Die Wissenschaftsorganisationen hätten übereinstimmend den in der Bund-Länder-Kommission für Bildungsplanung und Forschungsförderung zuletzt verabredeten Zuschnitt des Exzellenzprogramms als sinnvoll und sachgerecht bewertet, erklärte Gaehtgens. Dieser habe auch die Wissenschaftsminister mit einer Ausnahme überzeugt, weil er an den derzeit dringendsten Problempunkten des deutschen Wissenschaftssystems ansetze. Mit der Förderung des wissenschaftlichen Nachwuchses in Graduiertenschulen und der Zusammenarbeit von universitärer und außeruniversitärer Forschung in Exzellenzclustern sowie der Unterstützung der dabei herausragenden Universitäten seien die richtigen Ansätze gewählt worden. Das Programm sollte einen Umfang von 1,9 Milliarden Euro haben und vom Bund zu drei und dem jeweiligen Sitzland zu einem Viertel finanziert werden. Gleichermaßen bedauerten die Wissenschaftsorganisationen das Nicht-Zustandekommen des Paktes für Forschung und Innovation, der zur Förderung der außeruniversitären Forschung dringend geboten sei und ebenso wie das Exzellenzprogramm für die Hochschulen in die Tat umgesetzt werden müsse. Die Chance, die weitere Entwicklung der deutschen Forschung und ihre internationale Wettbewerbsfähigkeit nachdrücklich voranzutreiben, dürfe nicht vertan werden.
Die Präsidenten der Allianz-Organisationen werden in den kommenden Tagen über ihr weiteres Vorgehen beraten. "Wir werden trotzdem nichts unversucht lassen, diese große Chance für die deutsche Wissenschaft zu erhalten und dringen darauf, dass die jetzt vorgesehenen Nachverhandlungen umgehend aufgenommen und zügig zu einem konstruktiven Abschluss geführt werden", sagte ihr Sprecher.

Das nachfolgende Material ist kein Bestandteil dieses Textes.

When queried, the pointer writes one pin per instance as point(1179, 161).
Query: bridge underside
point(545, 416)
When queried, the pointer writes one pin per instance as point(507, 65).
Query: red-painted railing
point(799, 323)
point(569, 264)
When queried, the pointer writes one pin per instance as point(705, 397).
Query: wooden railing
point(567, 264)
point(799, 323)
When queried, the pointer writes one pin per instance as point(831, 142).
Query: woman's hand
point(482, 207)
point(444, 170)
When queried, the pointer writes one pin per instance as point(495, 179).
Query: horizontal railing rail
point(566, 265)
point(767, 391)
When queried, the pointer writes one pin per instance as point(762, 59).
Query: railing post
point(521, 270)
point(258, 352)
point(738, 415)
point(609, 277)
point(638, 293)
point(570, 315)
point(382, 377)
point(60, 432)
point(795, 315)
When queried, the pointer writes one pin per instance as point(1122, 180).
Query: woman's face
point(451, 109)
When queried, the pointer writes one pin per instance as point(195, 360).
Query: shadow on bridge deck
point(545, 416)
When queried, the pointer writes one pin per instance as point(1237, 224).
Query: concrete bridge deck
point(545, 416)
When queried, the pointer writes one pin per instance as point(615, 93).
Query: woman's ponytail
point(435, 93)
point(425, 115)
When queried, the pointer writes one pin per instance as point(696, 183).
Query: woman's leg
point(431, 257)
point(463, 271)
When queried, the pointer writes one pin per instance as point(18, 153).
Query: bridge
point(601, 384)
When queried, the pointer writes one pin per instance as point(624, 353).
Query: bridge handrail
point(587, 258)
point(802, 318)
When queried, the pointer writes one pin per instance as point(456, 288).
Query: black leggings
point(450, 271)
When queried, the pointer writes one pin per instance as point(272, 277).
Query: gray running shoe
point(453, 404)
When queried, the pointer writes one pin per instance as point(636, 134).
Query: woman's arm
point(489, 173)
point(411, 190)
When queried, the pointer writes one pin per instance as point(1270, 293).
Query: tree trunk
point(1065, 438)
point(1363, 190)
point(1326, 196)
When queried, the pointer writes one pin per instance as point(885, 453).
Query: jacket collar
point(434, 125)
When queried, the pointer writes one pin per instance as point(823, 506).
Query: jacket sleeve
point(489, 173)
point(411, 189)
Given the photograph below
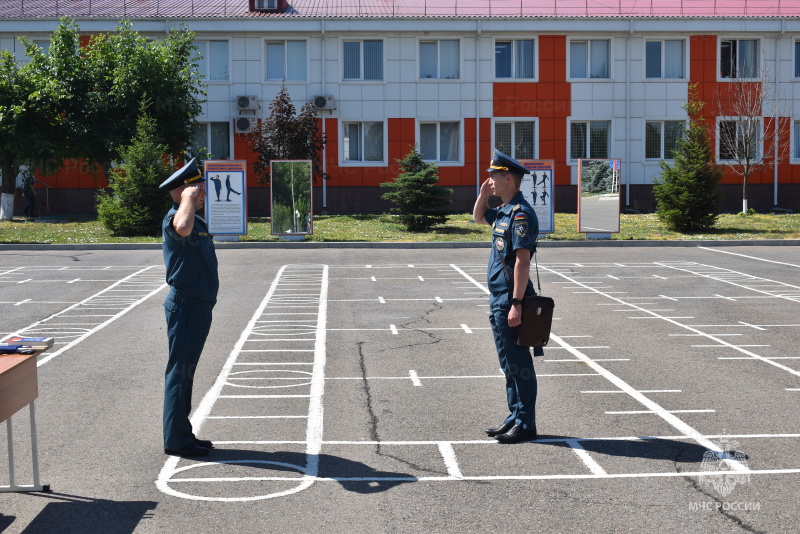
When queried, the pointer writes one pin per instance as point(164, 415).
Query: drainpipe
point(628, 112)
point(325, 146)
point(777, 119)
point(477, 107)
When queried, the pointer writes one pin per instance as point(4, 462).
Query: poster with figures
point(226, 197)
point(537, 187)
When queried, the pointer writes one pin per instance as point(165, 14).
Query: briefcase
point(537, 318)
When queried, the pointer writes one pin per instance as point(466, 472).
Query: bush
point(686, 193)
point(419, 200)
point(134, 205)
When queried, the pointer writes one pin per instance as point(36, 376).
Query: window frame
point(438, 78)
point(588, 78)
point(662, 150)
point(207, 125)
point(684, 60)
point(718, 141)
point(207, 59)
point(362, 59)
point(513, 40)
point(758, 53)
point(609, 148)
point(344, 162)
point(285, 41)
point(438, 122)
point(513, 121)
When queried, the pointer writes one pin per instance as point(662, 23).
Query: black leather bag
point(537, 318)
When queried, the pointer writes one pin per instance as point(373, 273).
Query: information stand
point(19, 387)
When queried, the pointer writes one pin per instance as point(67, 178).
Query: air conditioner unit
point(324, 102)
point(247, 102)
point(245, 123)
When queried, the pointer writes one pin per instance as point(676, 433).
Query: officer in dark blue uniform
point(192, 276)
point(514, 232)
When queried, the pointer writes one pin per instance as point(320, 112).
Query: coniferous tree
point(134, 205)
point(419, 200)
point(686, 193)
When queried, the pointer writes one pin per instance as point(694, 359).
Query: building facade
point(537, 79)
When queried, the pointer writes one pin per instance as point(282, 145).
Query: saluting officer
point(514, 232)
point(192, 276)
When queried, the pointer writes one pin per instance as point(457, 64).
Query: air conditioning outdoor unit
point(324, 102)
point(245, 123)
point(247, 102)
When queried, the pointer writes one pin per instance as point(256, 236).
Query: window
point(661, 139)
point(739, 139)
point(797, 59)
point(796, 141)
point(514, 59)
point(589, 59)
point(440, 141)
point(286, 60)
point(212, 60)
point(212, 138)
point(363, 60)
point(664, 59)
point(738, 58)
point(517, 139)
point(439, 59)
point(588, 139)
point(363, 141)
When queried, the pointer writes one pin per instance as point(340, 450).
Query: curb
point(224, 245)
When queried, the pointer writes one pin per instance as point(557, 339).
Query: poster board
point(537, 188)
point(226, 201)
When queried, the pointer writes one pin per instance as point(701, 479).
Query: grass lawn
point(384, 228)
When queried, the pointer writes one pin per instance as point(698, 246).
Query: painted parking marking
point(148, 281)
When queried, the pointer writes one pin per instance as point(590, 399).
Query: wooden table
point(19, 387)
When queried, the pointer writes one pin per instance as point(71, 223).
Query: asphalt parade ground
point(347, 389)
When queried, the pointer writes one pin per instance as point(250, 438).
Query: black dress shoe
point(203, 443)
point(189, 451)
point(502, 429)
point(517, 434)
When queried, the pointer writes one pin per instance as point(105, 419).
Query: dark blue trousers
point(516, 363)
point(188, 324)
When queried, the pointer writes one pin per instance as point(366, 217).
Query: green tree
point(83, 102)
point(286, 134)
point(686, 192)
point(419, 200)
point(134, 205)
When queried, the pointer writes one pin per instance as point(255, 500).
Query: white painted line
point(748, 257)
point(257, 417)
point(99, 327)
point(586, 458)
point(449, 457)
point(637, 412)
point(414, 378)
point(752, 325)
point(677, 423)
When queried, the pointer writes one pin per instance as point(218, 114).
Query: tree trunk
point(6, 206)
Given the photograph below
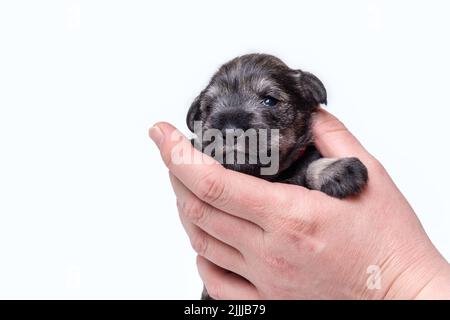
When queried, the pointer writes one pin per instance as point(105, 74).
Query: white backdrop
point(86, 208)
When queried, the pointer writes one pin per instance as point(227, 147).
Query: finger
point(236, 232)
point(214, 250)
point(241, 195)
point(333, 139)
point(223, 285)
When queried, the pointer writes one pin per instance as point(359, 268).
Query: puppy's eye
point(269, 101)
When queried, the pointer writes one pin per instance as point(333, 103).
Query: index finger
point(238, 194)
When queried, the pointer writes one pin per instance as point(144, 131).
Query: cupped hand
point(261, 240)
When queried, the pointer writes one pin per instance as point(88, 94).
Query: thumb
point(334, 140)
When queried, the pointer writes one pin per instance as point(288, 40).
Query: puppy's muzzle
point(231, 120)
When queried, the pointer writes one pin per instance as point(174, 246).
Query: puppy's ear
point(311, 88)
point(193, 113)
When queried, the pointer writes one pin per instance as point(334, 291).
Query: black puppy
point(258, 91)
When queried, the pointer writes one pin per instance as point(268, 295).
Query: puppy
point(259, 91)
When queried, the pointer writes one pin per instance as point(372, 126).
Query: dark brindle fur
point(236, 97)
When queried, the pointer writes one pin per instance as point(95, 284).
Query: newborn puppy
point(258, 91)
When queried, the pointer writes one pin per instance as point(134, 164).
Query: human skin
point(287, 242)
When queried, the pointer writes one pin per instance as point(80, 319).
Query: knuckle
point(200, 245)
point(211, 188)
point(193, 210)
point(275, 262)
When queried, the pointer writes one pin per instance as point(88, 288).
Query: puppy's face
point(259, 91)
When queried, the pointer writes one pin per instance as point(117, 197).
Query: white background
point(86, 209)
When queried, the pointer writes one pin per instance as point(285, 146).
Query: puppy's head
point(258, 91)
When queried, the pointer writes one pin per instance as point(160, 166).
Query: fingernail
point(156, 135)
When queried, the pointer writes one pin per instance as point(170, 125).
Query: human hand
point(287, 242)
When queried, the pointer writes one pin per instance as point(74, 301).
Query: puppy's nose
point(232, 120)
point(233, 131)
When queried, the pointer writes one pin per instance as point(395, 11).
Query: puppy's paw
point(337, 177)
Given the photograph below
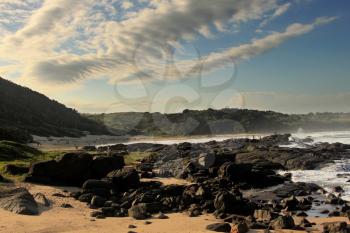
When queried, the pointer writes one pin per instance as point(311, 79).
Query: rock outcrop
point(19, 201)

Der Allianz der deutschen Wissenschaftsorganisationen gehören an: Deutsche Forschungsgemeinschaft (DFG), Fraunhofer-Gesellschaft (FhG), Helmholtz-Gemeinschaft Deutscher Forschungszentren (HGF), Hochschulrektorenkonferenz (HRK), Leibniz-Gemeinschaft (WGL), Max-Planck-Gesellschaft (MPG) und Wissenschaftsrat.